Id. Although Meyer limited tenants' remedies under statutory covenants of habitability, it did not eliminate claims by tenants for injuries from specific building code violations of which the landlord is unaware. As the supreme court has stated, a "statute or ordinance imposes a fixed duty of care, so its breach constitutes conclusive evidence of negligence." Pacific Indem., 260 N.W.2d at 559.

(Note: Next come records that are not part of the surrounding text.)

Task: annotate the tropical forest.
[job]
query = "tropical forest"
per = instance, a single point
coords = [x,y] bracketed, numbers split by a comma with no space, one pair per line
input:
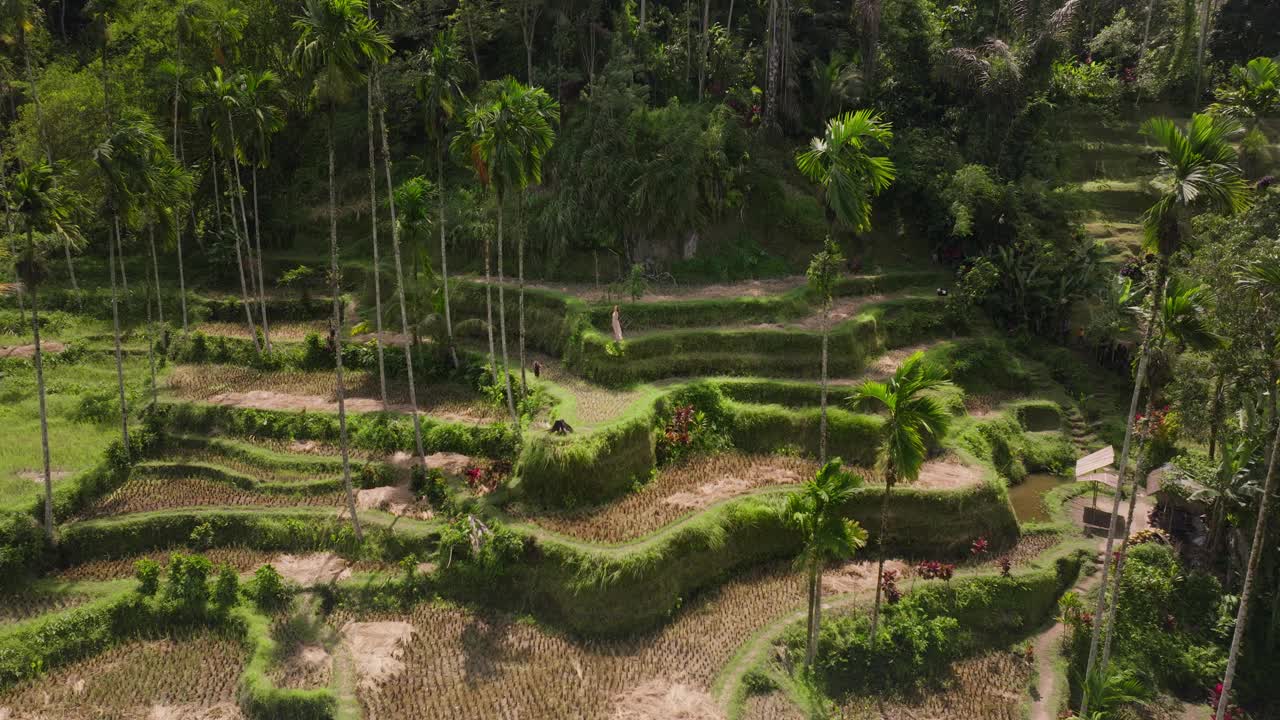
[639,359]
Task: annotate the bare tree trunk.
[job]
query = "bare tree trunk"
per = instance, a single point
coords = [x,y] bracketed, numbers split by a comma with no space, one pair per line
[520,270]
[488,305]
[1100,611]
[378,282]
[1256,550]
[400,272]
[444,255]
[880,561]
[115,327]
[261,278]
[336,281]
[44,137]
[502,324]
[705,51]
[240,267]
[155,272]
[40,392]
[822,418]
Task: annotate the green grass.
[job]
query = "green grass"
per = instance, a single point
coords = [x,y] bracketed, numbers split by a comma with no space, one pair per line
[73,446]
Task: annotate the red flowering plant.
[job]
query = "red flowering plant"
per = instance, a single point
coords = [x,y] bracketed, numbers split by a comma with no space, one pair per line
[888,584]
[935,570]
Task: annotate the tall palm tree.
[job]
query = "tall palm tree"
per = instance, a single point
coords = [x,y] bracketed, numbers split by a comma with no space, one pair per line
[1198,172]
[261,99]
[373,218]
[35,199]
[336,39]
[186,18]
[1265,278]
[17,17]
[914,418]
[220,98]
[817,511]
[506,137]
[823,273]
[842,165]
[1184,326]
[440,94]
[126,160]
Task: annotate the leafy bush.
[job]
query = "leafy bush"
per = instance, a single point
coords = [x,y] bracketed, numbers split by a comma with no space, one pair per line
[147,572]
[268,589]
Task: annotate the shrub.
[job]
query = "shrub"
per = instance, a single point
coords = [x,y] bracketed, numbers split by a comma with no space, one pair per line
[147,572]
[268,589]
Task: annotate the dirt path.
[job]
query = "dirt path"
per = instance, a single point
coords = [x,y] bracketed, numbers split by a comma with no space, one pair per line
[1048,643]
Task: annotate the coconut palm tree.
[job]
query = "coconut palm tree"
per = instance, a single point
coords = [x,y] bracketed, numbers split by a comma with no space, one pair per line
[1198,172]
[1183,326]
[17,17]
[220,98]
[506,137]
[35,199]
[440,94]
[126,160]
[914,418]
[1262,277]
[823,273]
[373,218]
[817,511]
[261,99]
[336,39]
[841,164]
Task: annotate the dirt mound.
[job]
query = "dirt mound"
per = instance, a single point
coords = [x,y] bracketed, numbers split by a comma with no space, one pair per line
[220,711]
[314,569]
[30,350]
[449,463]
[378,650]
[709,493]
[39,475]
[858,577]
[397,500]
[947,474]
[662,700]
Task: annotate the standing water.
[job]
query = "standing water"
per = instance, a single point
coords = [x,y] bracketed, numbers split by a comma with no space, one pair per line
[1028,496]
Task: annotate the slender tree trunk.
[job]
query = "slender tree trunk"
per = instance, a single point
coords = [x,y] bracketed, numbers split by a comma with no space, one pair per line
[400,272]
[502,324]
[336,281]
[488,305]
[822,417]
[444,254]
[40,392]
[373,215]
[155,272]
[240,267]
[115,332]
[177,155]
[44,137]
[813,618]
[238,192]
[705,51]
[1100,611]
[520,270]
[261,278]
[880,560]
[1215,410]
[1109,633]
[1206,7]
[151,349]
[1256,550]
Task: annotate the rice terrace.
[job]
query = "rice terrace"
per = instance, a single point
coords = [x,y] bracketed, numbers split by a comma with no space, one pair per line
[639,359]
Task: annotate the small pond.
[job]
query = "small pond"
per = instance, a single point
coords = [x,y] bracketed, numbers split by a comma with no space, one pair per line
[1028,496]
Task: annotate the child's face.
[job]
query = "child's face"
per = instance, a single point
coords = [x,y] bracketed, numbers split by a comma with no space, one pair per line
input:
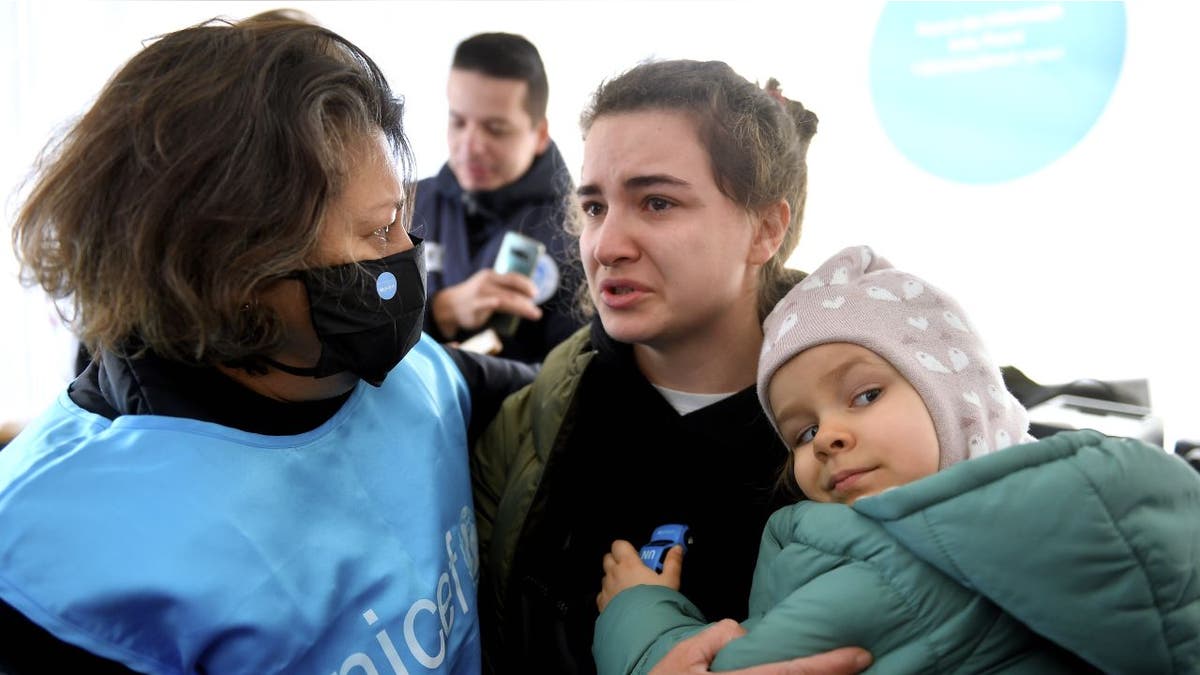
[853,423]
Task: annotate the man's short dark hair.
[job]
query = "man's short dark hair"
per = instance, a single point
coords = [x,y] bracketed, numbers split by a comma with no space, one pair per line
[508,57]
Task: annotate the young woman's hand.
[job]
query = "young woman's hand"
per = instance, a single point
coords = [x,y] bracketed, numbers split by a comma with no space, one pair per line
[623,568]
[695,655]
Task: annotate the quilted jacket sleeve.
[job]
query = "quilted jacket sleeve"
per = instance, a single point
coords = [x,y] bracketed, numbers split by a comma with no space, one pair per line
[640,626]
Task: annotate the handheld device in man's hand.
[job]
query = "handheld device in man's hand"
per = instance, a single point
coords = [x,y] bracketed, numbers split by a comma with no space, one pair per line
[663,539]
[517,254]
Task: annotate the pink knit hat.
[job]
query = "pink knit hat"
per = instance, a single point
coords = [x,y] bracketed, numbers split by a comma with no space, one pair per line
[858,297]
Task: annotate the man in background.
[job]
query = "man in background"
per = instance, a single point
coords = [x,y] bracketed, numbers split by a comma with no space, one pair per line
[504,173]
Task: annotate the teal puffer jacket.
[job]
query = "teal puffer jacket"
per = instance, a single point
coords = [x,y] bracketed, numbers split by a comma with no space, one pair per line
[1037,559]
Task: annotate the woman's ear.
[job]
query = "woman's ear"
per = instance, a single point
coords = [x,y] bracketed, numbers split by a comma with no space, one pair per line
[771,225]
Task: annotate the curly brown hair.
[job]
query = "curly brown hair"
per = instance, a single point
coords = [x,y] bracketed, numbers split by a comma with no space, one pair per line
[199,177]
[756,148]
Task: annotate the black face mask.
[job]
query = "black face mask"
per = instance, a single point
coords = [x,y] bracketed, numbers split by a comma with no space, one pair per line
[367,315]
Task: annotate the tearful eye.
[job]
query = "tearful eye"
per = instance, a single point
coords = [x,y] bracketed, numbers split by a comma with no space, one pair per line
[868,398]
[658,204]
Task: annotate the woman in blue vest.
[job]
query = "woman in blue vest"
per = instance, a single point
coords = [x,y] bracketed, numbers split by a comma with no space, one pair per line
[264,466]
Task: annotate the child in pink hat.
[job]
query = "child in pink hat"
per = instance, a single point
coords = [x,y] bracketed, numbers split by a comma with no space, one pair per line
[1062,555]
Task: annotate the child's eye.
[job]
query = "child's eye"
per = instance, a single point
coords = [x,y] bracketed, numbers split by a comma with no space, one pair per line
[867,398]
[807,436]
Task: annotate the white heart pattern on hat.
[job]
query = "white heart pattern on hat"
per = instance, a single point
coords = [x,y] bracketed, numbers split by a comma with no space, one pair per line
[882,294]
[958,359]
[954,321]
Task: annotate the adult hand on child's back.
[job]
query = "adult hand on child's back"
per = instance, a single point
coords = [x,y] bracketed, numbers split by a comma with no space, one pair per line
[623,568]
[695,655]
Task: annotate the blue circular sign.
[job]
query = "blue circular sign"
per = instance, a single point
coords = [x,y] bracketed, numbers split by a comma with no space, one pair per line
[989,91]
[385,285]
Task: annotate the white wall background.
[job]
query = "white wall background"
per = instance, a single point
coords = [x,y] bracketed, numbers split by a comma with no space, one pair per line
[1083,269]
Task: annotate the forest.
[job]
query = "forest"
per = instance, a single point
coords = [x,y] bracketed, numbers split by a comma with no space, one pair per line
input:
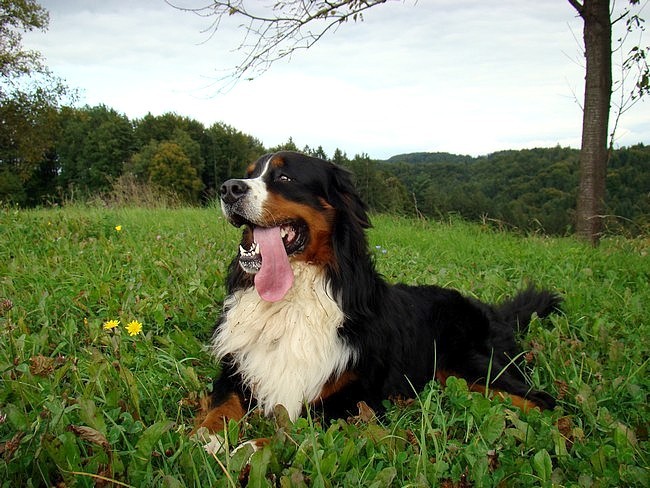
[93,152]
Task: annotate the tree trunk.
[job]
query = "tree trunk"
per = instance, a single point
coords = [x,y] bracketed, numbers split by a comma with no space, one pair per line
[598,90]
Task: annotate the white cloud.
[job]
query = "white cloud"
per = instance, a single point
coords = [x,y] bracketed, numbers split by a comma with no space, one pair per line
[469,76]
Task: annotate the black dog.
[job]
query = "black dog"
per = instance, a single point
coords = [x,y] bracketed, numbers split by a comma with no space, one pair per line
[308,320]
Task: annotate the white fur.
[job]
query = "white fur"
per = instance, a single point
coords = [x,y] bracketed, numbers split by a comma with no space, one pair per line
[256,196]
[287,350]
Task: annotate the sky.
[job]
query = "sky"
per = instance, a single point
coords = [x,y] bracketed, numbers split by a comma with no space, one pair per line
[459,76]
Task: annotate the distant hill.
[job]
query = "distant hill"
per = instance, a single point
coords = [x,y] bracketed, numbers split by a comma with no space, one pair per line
[427,157]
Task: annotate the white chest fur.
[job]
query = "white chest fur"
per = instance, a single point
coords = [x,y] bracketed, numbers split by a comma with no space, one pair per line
[287,350]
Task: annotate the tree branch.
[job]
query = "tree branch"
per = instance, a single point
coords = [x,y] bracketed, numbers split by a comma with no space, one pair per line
[270,36]
[577,5]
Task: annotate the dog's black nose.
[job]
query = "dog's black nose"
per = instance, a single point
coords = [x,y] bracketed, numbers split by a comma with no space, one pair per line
[233,190]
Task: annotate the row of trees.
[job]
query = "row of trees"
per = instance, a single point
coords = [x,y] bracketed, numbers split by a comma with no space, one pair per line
[532,189]
[93,147]
[50,150]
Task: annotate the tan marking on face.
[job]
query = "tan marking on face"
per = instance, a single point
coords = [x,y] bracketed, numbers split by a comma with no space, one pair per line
[320,221]
[215,419]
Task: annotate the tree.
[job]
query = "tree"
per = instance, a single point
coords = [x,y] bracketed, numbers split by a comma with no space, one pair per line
[16,17]
[171,168]
[298,24]
[93,146]
[29,99]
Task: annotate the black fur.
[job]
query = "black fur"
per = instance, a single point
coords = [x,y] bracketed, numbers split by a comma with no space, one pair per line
[403,334]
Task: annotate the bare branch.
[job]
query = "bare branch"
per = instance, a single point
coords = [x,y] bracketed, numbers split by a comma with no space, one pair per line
[276,32]
[577,5]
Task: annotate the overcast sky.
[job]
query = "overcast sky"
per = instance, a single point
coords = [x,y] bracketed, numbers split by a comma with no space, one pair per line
[462,76]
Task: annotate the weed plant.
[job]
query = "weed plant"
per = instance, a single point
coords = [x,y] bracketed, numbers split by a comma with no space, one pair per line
[86,405]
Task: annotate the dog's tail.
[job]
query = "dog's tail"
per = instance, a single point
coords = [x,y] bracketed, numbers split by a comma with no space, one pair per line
[518,310]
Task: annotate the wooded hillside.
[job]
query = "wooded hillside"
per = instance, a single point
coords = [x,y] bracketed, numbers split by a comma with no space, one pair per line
[93,149]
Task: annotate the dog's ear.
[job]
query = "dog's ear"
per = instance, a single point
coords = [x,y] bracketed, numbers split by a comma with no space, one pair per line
[343,196]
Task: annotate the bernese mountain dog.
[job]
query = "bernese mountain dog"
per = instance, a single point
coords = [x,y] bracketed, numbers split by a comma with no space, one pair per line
[308,321]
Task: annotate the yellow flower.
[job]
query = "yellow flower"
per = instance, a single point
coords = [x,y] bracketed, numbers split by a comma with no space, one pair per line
[134,327]
[111,324]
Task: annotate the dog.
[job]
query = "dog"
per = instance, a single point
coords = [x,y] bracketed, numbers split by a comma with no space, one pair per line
[308,321]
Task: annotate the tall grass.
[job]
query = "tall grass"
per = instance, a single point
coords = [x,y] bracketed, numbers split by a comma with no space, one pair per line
[83,406]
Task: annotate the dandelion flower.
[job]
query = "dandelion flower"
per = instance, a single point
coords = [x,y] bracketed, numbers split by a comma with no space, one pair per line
[134,327]
[111,324]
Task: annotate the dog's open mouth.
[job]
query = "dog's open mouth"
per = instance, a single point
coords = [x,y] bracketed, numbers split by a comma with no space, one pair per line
[268,257]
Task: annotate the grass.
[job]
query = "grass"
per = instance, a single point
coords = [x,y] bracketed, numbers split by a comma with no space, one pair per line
[84,406]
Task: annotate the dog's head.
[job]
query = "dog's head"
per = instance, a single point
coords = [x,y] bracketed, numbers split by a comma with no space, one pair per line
[294,208]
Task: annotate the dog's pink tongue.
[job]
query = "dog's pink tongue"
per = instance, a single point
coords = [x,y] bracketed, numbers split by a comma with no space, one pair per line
[275,277]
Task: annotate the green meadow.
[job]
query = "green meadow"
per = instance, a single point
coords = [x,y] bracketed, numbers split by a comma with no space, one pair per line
[82,405]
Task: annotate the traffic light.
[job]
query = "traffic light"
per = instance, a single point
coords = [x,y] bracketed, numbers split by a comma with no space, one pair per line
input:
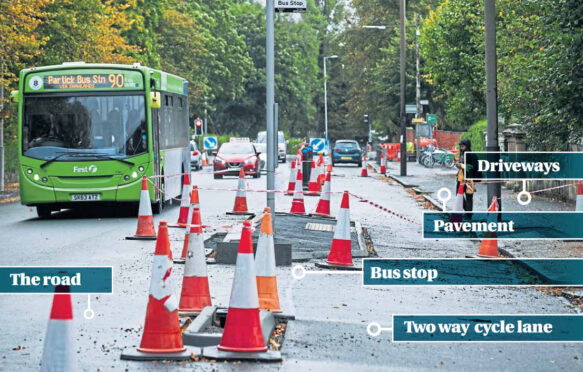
[198,127]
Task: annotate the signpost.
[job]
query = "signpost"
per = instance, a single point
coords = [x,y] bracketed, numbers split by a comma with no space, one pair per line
[210,143]
[290,6]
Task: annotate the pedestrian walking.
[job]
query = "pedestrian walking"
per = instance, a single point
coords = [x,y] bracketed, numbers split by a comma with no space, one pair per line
[469,164]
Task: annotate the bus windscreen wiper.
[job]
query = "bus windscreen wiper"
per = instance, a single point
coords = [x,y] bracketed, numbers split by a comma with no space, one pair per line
[59,156]
[86,154]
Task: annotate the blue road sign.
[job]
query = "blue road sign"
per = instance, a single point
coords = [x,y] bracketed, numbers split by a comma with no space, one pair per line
[210,143]
[318,144]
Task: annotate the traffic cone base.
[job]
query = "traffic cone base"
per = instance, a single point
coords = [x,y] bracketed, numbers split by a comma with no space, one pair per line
[195,294]
[267,292]
[244,329]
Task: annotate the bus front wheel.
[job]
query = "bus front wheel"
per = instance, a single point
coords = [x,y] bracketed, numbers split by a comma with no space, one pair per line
[43,211]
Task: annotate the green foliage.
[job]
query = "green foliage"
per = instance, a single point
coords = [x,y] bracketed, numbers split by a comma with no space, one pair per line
[475,134]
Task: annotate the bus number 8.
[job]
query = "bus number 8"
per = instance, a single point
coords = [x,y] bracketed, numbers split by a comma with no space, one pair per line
[116,80]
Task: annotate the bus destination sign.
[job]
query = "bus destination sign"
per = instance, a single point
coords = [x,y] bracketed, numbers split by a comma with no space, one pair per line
[84,81]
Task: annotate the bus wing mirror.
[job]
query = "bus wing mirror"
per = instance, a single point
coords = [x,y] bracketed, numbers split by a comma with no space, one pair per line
[155,100]
[14,96]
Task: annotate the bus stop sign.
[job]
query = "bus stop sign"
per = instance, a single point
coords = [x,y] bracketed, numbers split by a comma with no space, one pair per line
[210,143]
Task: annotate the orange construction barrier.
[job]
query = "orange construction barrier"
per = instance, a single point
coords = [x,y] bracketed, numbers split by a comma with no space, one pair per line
[265,266]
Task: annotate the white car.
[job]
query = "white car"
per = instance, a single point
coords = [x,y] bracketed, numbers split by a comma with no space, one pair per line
[281,144]
[195,156]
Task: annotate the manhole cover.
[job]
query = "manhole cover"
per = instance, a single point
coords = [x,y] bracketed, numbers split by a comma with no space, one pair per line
[323,227]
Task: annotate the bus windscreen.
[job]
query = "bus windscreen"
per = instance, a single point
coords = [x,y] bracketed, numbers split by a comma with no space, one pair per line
[107,125]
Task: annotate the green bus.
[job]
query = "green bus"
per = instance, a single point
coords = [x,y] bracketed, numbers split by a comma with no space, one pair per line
[89,132]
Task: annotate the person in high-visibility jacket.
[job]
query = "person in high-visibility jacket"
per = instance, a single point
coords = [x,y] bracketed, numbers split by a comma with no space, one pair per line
[469,163]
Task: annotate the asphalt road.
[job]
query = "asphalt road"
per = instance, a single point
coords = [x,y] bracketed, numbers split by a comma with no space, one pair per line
[332,311]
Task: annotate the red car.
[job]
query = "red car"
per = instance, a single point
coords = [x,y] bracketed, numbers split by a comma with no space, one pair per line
[232,156]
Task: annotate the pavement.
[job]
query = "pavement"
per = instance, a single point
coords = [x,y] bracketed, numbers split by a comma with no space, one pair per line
[331,310]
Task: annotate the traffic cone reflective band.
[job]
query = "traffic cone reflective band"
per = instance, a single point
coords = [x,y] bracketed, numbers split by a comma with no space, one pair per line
[162,328]
[265,266]
[241,198]
[323,207]
[292,178]
[314,186]
[195,286]
[364,172]
[340,251]
[242,328]
[298,201]
[579,200]
[489,246]
[194,203]
[184,202]
[383,164]
[146,228]
[59,349]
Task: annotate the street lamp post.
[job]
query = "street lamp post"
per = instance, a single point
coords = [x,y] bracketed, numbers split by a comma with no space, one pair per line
[326,97]
[403,61]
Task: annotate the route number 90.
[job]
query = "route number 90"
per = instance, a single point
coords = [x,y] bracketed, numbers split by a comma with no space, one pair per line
[116,80]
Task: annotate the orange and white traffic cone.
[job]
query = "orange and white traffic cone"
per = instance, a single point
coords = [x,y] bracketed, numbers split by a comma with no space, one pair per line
[489,246]
[162,337]
[323,207]
[59,348]
[458,205]
[292,178]
[241,198]
[298,200]
[383,164]
[265,266]
[195,285]
[341,251]
[579,200]
[184,202]
[364,171]
[146,229]
[242,328]
[194,203]
[313,186]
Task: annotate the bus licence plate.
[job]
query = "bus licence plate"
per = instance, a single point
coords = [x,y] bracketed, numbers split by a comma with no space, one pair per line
[86,197]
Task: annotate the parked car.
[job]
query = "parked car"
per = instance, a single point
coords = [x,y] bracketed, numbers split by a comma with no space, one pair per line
[281,144]
[195,156]
[347,151]
[233,156]
[261,147]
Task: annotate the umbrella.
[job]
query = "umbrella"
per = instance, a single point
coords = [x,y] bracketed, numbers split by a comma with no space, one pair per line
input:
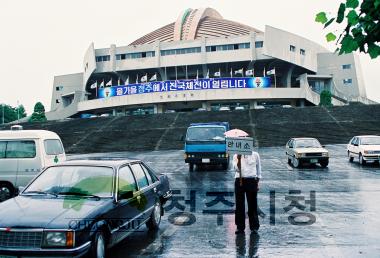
[236,133]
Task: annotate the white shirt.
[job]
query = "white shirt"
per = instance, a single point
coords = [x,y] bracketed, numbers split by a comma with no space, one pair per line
[250,165]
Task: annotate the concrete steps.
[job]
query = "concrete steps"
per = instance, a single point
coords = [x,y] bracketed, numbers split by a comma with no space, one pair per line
[270,127]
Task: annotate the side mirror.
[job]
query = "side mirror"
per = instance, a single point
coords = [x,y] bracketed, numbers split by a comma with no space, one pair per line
[126,195]
[20,189]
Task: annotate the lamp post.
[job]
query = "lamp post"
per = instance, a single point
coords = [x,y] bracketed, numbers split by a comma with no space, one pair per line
[2,105]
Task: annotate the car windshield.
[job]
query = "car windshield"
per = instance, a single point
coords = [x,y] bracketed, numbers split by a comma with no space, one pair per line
[307,143]
[82,181]
[370,141]
[205,134]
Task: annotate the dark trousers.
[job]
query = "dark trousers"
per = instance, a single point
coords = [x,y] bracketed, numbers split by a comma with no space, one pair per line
[249,190]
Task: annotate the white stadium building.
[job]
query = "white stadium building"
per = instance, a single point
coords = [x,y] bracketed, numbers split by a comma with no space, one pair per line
[204,62]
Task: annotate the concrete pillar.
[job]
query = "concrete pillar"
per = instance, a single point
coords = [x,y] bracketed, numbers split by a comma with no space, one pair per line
[289,77]
[113,57]
[252,104]
[253,45]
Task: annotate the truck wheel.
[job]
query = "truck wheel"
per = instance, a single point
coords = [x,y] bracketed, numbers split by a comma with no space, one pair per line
[6,191]
[296,162]
[361,160]
[155,218]
[324,163]
[350,158]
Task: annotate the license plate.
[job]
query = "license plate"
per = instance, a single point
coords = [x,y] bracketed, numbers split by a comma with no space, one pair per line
[205,160]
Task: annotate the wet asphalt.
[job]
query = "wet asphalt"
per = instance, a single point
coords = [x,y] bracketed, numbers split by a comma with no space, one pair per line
[306,212]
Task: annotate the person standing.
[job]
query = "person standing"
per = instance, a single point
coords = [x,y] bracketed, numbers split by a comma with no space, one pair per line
[247,177]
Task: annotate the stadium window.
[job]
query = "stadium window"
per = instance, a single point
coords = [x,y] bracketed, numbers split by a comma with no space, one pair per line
[346,66]
[347,81]
[103,58]
[259,44]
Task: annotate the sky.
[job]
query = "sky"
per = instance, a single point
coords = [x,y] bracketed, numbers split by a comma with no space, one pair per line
[44,38]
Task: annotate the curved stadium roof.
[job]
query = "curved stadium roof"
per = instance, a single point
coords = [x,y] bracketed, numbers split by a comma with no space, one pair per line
[194,24]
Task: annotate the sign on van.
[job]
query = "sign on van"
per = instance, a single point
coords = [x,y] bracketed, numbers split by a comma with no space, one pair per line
[239,145]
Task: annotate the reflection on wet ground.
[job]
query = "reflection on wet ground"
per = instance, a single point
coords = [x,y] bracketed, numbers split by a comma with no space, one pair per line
[309,212]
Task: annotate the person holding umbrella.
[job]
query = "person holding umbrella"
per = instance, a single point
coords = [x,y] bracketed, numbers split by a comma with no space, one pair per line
[247,177]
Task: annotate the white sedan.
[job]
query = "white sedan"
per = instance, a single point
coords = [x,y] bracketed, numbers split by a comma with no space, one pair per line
[306,150]
[366,148]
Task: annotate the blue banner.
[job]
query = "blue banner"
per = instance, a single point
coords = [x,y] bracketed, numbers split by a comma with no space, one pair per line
[184,85]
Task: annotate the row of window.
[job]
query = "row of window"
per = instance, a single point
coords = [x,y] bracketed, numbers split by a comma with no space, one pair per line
[135,55]
[180,51]
[347,81]
[293,49]
[346,66]
[227,47]
[103,58]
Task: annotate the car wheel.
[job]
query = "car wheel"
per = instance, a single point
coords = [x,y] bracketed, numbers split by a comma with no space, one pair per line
[296,162]
[99,246]
[350,158]
[324,163]
[155,218]
[6,191]
[361,160]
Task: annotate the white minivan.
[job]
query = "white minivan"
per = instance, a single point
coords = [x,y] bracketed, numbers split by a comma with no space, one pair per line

In Oakland, 420 N.W.2d at 249, the tenant's guest sued the landlord for injuries she sustained from a fall down the basement steps. An architect, who inspected the basement steps, stated that the stairway violated "every recognized design standard for each and every one of its component parts," including the applicable building code. Id. at 250, 252. The Oakland court's analysis focused on the narrow issue of whether the covenant of habitability and the building code affect a landlord's duty to warn a tenant's guest of a known defect. The court applied the common law rule that the landlord has no duty to warn of known defects, concluding it was the tenant's duty to warn its guest of the dangerous basement steps. Id. at 251. Furthermore, the court stated that the covenant of habitability and the building codes do not impose on the landlord a duty to warn the tenant's guest when the tenants also know of the hazardous condition. Id. at 252. Under Oakland, Willow Run would have owed no duty to warn Bills of code violations that create obviously dangerous conditions. In this case, however, the code violations resulted in hidden or unanticipated dangers.

DECISION

Minnesota courts have unequivocally ruled that a code violation is negligence per se when the violation results in the harm the code was designed to prevent. Here, Willow Run's counsel admitted there was evidence of a building code violation and there was expert testimony that the code requirements were intended to prevent injuries from falls on steps. Having established negligence per se, there is sufficient evidence to present a factual question to the jury of whether the code violations created a hidden or unknown danger which proximately caused Bills's injuries. See Raymond, 282 Minn. at 113, 163 N.W.2d at 54 (where code violation is negligence per se, factual issue exists as to whether violation proximately caused injuries). We reverse and remand because a verdict in favor of Bills would not be manifestly contrary to the evidence or the law. See Claflin, 487 N.W.2d at 247, 251 (reversing directed verdict).

Reversed and remanded.

NOTES

[1] The trial court admitted into evidence the 1973 version of the UBC. We find no difference between the 1970 and 1973 versions of section 3305(c). Section 3303(h) of the 1970 version allows only one inch between the doorway threshold and landing, whereas the 1973 version of section 3303(h) allows two inches. See UBC § 3303(h) (1970); UBC § 3303(h) (1973).